Literature DB >> 15980572

Eclair--a web service for unravelling species origin of sequences sampled from mixed host interfaces.

Abstract

The identification of the genes that participate at the biological interface of two species remains critical to our understanding of the mechanisms of disease resistance, disease susceptibility and symbiosis. The sequencing of complementary DNA (cDNA) libraries prepared from the biological interface between two organisms provides an inexpensive way to identify the novel genes that may be expressed as a cause or consequence of compatible or incompatible interactions. Sequence classification and annotation of species origin typically use an orthology-based approach and require access to large portions of either genome, or a close relative. Novel species- or clade-specific sequences may have no counterpart within existing databases and remain ambiguous features.
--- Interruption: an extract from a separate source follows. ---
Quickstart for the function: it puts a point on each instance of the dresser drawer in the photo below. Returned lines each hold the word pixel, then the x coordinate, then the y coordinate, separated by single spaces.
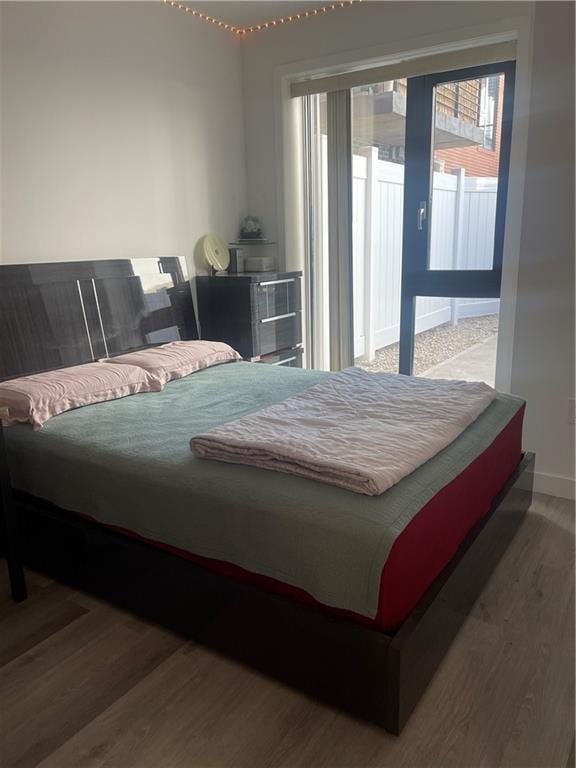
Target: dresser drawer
pixel 276 333
pixel 271 298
Here we present a web-service, Eclair, which utilizes support vector machines for the classification of the origin of expressed sequence tags stemming from mixed host cDNA libraries. In addition to providing an interface for the classification of sequences, users are presented with the opportunity to train a model to suit their preferred species pair. Eclair is freely available at http://eclair.btk.fi.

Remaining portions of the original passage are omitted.